Sono parole nette, che tornano anche tra i numerosi rappresentanti religiosi convenuti in Assisi. Così ad esempio Mohammad Sammak, consigliere del gran muftì del Libano, interpellato in merito al terrorismo islamico. Commentando l’assassinio di padre Jacques Hamel in Francia, lo definisce “un atto satanico. Solo chi segue satana commette omicidi di questo tipo. E non c’entra nulla con la religione”.
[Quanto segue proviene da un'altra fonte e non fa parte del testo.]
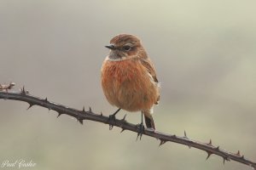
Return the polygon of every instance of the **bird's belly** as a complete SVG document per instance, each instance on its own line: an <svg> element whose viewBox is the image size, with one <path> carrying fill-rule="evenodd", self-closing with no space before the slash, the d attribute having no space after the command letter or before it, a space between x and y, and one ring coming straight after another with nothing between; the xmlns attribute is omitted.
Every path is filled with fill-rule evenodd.
<svg viewBox="0 0 256 170"><path fill-rule="evenodd" d="M159 92L147 70L132 60L105 62L102 85L108 102L129 111L149 110Z"/></svg>

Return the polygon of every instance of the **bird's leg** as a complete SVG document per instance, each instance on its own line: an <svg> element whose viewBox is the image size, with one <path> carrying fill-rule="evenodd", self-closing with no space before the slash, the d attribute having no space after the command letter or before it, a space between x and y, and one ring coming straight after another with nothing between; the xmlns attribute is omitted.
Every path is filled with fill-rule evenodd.
<svg viewBox="0 0 256 170"><path fill-rule="evenodd" d="M137 140L138 137L140 137L140 140L141 140L142 137L143 137L143 133L145 129L145 127L143 125L143 111L142 111L142 122L140 124L137 124L137 128L138 128L138 132L137 132Z"/></svg>
<svg viewBox="0 0 256 170"><path fill-rule="evenodd" d="M121 108L119 108L113 114L109 115L109 122L111 124L109 124L109 130L113 128L113 124L115 122L115 115L121 110Z"/></svg>

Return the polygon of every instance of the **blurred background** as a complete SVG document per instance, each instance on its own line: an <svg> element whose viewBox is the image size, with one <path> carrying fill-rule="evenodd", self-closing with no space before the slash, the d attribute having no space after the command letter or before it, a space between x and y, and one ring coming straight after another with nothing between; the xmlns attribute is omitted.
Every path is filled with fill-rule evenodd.
<svg viewBox="0 0 256 170"><path fill-rule="evenodd" d="M159 131L183 135L256 161L256 2L0 2L0 83L23 85L49 100L106 116L116 108L101 88L104 48L137 35L161 82ZM0 100L0 163L23 169L251 169L194 148L166 143L23 102ZM126 111L121 111L122 118ZM139 113L127 120L140 122ZM8 169L12 169L9 167ZM15 167L15 169L17 169Z"/></svg>

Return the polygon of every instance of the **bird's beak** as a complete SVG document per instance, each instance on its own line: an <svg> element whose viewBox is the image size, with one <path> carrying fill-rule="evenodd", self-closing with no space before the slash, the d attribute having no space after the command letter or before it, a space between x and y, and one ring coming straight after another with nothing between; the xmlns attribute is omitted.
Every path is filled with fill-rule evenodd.
<svg viewBox="0 0 256 170"><path fill-rule="evenodd" d="M114 45L113 45L113 44L106 45L105 48L109 48L109 49L115 49L115 47L114 47Z"/></svg>

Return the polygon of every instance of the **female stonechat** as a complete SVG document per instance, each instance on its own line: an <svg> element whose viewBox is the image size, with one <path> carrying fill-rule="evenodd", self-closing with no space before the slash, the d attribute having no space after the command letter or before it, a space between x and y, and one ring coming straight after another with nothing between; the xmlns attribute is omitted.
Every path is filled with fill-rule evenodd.
<svg viewBox="0 0 256 170"><path fill-rule="evenodd" d="M113 37L102 67L102 86L108 101L128 111L142 111L146 126L155 129L153 107L160 99L160 86L153 63L135 36ZM143 126L143 119L142 123Z"/></svg>

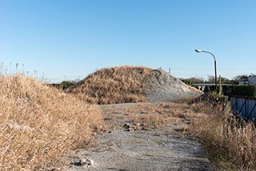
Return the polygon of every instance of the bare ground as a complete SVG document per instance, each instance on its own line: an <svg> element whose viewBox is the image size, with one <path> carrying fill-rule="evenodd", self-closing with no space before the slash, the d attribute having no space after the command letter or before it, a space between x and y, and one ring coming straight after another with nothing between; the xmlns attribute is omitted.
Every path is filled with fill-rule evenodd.
<svg viewBox="0 0 256 171"><path fill-rule="evenodd" d="M67 170L214 170L202 146L186 136L197 119L188 106L137 103L99 105L108 131L70 153Z"/></svg>

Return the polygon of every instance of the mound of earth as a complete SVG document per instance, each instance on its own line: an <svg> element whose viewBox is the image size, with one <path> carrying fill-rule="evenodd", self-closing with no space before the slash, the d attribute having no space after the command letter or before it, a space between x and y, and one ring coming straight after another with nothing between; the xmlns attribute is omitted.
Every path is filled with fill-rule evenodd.
<svg viewBox="0 0 256 171"><path fill-rule="evenodd" d="M174 101L201 93L162 70L128 66L98 70L70 91L98 104Z"/></svg>

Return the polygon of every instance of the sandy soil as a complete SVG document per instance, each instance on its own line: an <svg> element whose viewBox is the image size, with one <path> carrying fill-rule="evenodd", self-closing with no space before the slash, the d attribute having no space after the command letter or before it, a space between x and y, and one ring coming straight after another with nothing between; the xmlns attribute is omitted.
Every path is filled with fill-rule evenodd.
<svg viewBox="0 0 256 171"><path fill-rule="evenodd" d="M134 121L139 121L137 116L155 112L154 105L159 106L100 105L108 131L94 136L90 149L70 153L67 170L214 170L201 145L183 133L191 122L189 117L169 118L156 127Z"/></svg>

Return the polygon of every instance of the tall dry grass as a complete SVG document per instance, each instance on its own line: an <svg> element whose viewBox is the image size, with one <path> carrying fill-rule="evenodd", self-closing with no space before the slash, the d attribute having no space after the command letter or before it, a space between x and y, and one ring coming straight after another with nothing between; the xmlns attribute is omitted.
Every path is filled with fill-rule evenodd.
<svg viewBox="0 0 256 171"><path fill-rule="evenodd" d="M200 108L206 111L203 108L207 105L204 106ZM198 136L216 169L256 170L254 125L238 120L230 113L214 113L194 121L191 133Z"/></svg>
<svg viewBox="0 0 256 171"><path fill-rule="evenodd" d="M90 103L146 101L143 80L151 70L128 66L104 68L89 75L70 91Z"/></svg>
<svg viewBox="0 0 256 171"><path fill-rule="evenodd" d="M0 170L63 169L102 126L100 111L34 78L0 77Z"/></svg>

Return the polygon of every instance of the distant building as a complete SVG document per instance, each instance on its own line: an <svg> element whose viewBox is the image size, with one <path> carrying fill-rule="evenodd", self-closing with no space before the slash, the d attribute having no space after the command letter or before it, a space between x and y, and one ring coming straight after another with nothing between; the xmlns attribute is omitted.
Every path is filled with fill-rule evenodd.
<svg viewBox="0 0 256 171"><path fill-rule="evenodd" d="M256 85L256 76L251 76L247 78L242 78L239 80L239 85Z"/></svg>

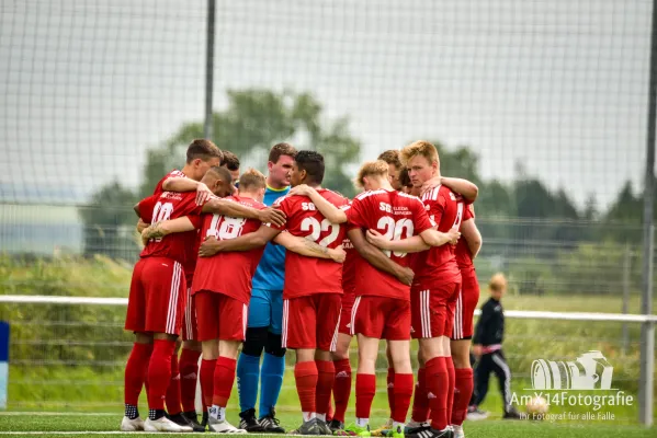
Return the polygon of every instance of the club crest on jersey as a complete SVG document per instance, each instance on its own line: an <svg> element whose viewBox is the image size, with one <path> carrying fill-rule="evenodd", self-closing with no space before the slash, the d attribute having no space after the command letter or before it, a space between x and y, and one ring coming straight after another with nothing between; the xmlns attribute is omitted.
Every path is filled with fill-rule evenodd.
<svg viewBox="0 0 657 438"><path fill-rule="evenodd" d="M317 208L313 203L302 203L302 210L304 211L316 211Z"/></svg>

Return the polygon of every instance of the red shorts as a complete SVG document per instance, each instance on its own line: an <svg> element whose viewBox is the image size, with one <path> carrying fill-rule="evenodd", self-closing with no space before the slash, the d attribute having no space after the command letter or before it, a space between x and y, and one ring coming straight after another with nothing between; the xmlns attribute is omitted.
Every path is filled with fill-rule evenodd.
<svg viewBox="0 0 657 438"><path fill-rule="evenodd" d="M139 260L133 269L125 330L179 335L185 291L180 263L167 257Z"/></svg>
<svg viewBox="0 0 657 438"><path fill-rule="evenodd" d="M410 339L410 302L398 298L356 297L351 334L387 341Z"/></svg>
<svg viewBox="0 0 657 438"><path fill-rule="evenodd" d="M410 291L411 336L431 338L452 336L454 308L461 283L452 281L433 289Z"/></svg>
<svg viewBox="0 0 657 438"><path fill-rule="evenodd" d="M338 332L344 335L351 334L351 309L353 309L353 293L354 291L348 295L347 290L344 290L344 295L342 295L342 311L340 312L340 326L338 327Z"/></svg>
<svg viewBox="0 0 657 438"><path fill-rule="evenodd" d="M182 315L182 341L199 341L199 330L196 327L196 303L192 297L192 281L188 279L188 306Z"/></svg>
<svg viewBox="0 0 657 438"><path fill-rule="evenodd" d="M243 341L249 307L224 293L201 290L194 293L199 341Z"/></svg>
<svg viewBox="0 0 657 438"><path fill-rule="evenodd" d="M454 330L452 339L469 339L473 337L473 320L477 302L479 302L479 281L477 275L462 275L461 293L454 309Z"/></svg>
<svg viewBox="0 0 657 438"><path fill-rule="evenodd" d="M335 351L340 309L340 293L314 293L284 300L283 348Z"/></svg>

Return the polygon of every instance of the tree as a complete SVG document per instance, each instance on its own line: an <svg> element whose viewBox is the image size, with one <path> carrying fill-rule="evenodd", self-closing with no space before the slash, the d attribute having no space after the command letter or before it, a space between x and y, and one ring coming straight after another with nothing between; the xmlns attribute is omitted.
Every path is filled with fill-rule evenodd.
<svg viewBox="0 0 657 438"><path fill-rule="evenodd" d="M359 159L360 141L349 132L347 117L322 124L321 104L308 93L249 89L227 94L228 107L212 118L212 140L220 149L230 150L242 162L261 162L280 141L291 141L297 149L317 150L326 160L325 185L346 196L354 194L344 166ZM203 123L188 123L161 147L149 150L140 195L149 195L162 175L180 166L189 142L201 137Z"/></svg>

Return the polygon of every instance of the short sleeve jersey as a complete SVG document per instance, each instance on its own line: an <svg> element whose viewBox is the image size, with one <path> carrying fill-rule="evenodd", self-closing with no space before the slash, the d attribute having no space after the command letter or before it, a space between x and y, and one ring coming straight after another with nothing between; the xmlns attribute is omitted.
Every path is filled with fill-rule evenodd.
<svg viewBox="0 0 657 438"><path fill-rule="evenodd" d="M422 201L404 193L369 191L353 199L347 209L352 228L373 229L389 240L408 239L432 228ZM385 251L400 266L409 266L406 253ZM396 277L378 270L362 257L356 258L356 296L377 296L409 300L410 287Z"/></svg>
<svg viewBox="0 0 657 438"><path fill-rule="evenodd" d="M326 200L336 207L349 204L343 196L320 188L317 191ZM287 221L283 227L270 224L279 230L286 230L292 235L307 238L326 247L338 247L342 244L347 228L330 223L315 204L306 196L283 196L274 206L280 208ZM285 256L285 285L283 298L292 299L315 293L342 293L342 264L328 258L306 257L287 252Z"/></svg>
<svg viewBox="0 0 657 438"><path fill-rule="evenodd" d="M475 218L475 207L473 204L466 205L463 208L463 222L469 219ZM462 223L463 223L462 222ZM467 246L467 241L463 238L458 239L458 243L456 243L456 249L454 250L454 255L456 256L456 263L458 264L458 268L461 272L473 269L473 255L469 252L469 247Z"/></svg>
<svg viewBox="0 0 657 438"><path fill-rule="evenodd" d="M225 198L243 206L263 209L264 205L247 197ZM261 223L256 219L230 218L222 215L203 215L201 238L214 237L230 240L252 233ZM192 284L192 293L208 290L231 297L245 304L251 299L251 279L262 256L264 246L250 251L218 253L212 257L199 257Z"/></svg>
<svg viewBox="0 0 657 438"><path fill-rule="evenodd" d="M446 232L453 227L461 228L463 201L444 185L435 187L422 195L424 209L438 231ZM416 277L414 288L432 289L437 285L457 281L461 272L454 256L454 247L450 244L434 246L418 253L414 261Z"/></svg>
<svg viewBox="0 0 657 438"><path fill-rule="evenodd" d="M139 214L145 222L159 222L188 216L194 227L200 228L201 209L202 206L196 205L195 192L162 192L139 203ZM151 239L141 251L140 257L169 257L184 266L191 263L191 257L195 257L195 254L190 253L190 247L195 242L196 235L196 230L193 230Z"/></svg>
Molto intenso pure l’intervento di Muhammad Azad Abdul Khabir, grande imam della moschea di Lahore, Pakistan, che si chiede: “Quando tutte le scritture religiose del mondo dicono unanimemente che uccidere un individuo è come uccidere l’umanità intera, perché accade questo nella nostra epoca civilizzata e moderna?”. Il Pakistan, poi, è una delle nazioni dove la libertà religiosa è un traguardo tutto da raggiungere, e dove di “spirito di Assisi” ci sarebbe un grande bisogno. Ne è ben cosciente Muhammad Azad Abdul Khabir, che racconta: “In qualunque luogo e in qualunque momento in Pakistan lo spirito di Assisi è stato messo in discussione, ferito o sconvolto da una situazione indesiderata o da una tragedia, che fosse la tragedia di Joseph Colony, Sangala Hill, Kot Radha Kishan, l’attacco alla chiesa Yohanna Abad, l’attacco alla chiesa di Gujra o di Peshawar, io insieme ai miei più stretti amici e alleati siamo andati lì ad aiutare le vittime. Questo è il modo di aiutare lo spirito dei grandi individui; questo è l’insegnamento del mio Libro sacro, il Corano, e del Profeta Muhammad – la pace sia su di Lui”.
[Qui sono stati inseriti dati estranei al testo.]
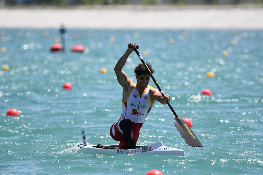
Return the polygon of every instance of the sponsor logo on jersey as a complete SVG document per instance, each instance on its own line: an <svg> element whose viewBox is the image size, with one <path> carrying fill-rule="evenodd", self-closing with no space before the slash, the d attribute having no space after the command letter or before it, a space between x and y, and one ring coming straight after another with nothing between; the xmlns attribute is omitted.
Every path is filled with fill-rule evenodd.
<svg viewBox="0 0 263 175"><path fill-rule="evenodd" d="M137 94L137 93L136 92L135 92L133 94L133 97L134 98L137 98L138 96L138 94Z"/></svg>

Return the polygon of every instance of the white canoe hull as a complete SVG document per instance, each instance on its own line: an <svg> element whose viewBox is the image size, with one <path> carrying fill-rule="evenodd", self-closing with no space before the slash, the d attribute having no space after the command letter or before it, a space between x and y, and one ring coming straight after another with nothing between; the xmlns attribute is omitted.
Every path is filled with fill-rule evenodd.
<svg viewBox="0 0 263 175"><path fill-rule="evenodd" d="M81 147L81 145L82 145L79 146ZM119 146L117 145L105 145L117 147ZM97 148L96 148L96 146L95 145L89 145L81 148L73 149L72 150L73 153L75 153L102 155L106 156L125 154L142 156L184 155L184 150L166 146L163 144L162 142L158 142L146 146L136 146L137 148L129 150Z"/></svg>

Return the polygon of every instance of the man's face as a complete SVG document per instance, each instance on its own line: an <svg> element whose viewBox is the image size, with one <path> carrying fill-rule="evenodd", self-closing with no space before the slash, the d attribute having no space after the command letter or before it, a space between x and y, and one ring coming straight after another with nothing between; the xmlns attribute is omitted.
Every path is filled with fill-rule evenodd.
<svg viewBox="0 0 263 175"><path fill-rule="evenodd" d="M139 75L135 75L135 78L137 79L137 84L141 88L144 89L147 87L150 82L150 75L148 74L141 74Z"/></svg>

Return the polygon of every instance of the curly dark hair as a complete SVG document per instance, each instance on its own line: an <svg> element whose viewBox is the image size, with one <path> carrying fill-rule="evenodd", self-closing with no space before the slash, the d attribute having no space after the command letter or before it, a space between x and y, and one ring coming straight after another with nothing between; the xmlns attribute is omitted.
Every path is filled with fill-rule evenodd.
<svg viewBox="0 0 263 175"><path fill-rule="evenodd" d="M150 63L147 63L146 65L148 67L148 68L150 70L150 71L152 74L154 73L154 70L152 68L152 65L150 64ZM147 70L145 68L144 65L142 63L139 64L134 69L134 73L136 74L137 75L140 75L141 74L149 74Z"/></svg>

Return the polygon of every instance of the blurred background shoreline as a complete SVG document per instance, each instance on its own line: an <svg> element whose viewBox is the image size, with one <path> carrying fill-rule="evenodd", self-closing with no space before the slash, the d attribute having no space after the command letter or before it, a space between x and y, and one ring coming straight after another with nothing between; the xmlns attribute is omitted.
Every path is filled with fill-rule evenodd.
<svg viewBox="0 0 263 175"><path fill-rule="evenodd" d="M68 28L263 29L263 0L0 0L0 4L2 28L63 24Z"/></svg>

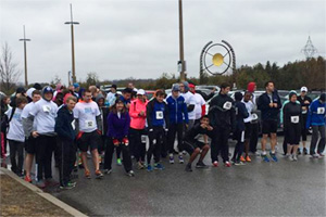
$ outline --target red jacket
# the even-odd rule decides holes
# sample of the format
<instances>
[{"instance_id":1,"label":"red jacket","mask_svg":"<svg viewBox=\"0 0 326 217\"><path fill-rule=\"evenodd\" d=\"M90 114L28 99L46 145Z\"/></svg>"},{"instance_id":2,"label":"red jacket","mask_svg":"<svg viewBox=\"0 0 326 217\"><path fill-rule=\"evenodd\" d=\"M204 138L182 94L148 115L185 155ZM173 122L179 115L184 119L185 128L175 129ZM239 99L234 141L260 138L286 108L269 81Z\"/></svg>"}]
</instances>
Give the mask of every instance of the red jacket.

Come spesso accade, in un ambiente di grande spiritualità, che sia Assisi o altri, sembra “più facile” essere nella pace. Per assurdo, non si sente “sete di pace” ad Assisi: ci si abbevera in vista del ritorno tra le proprie comunità e i propri fedeli. Il mondo ha sete di pace, e di preghiera per la pace: siamo tutti coinvolti.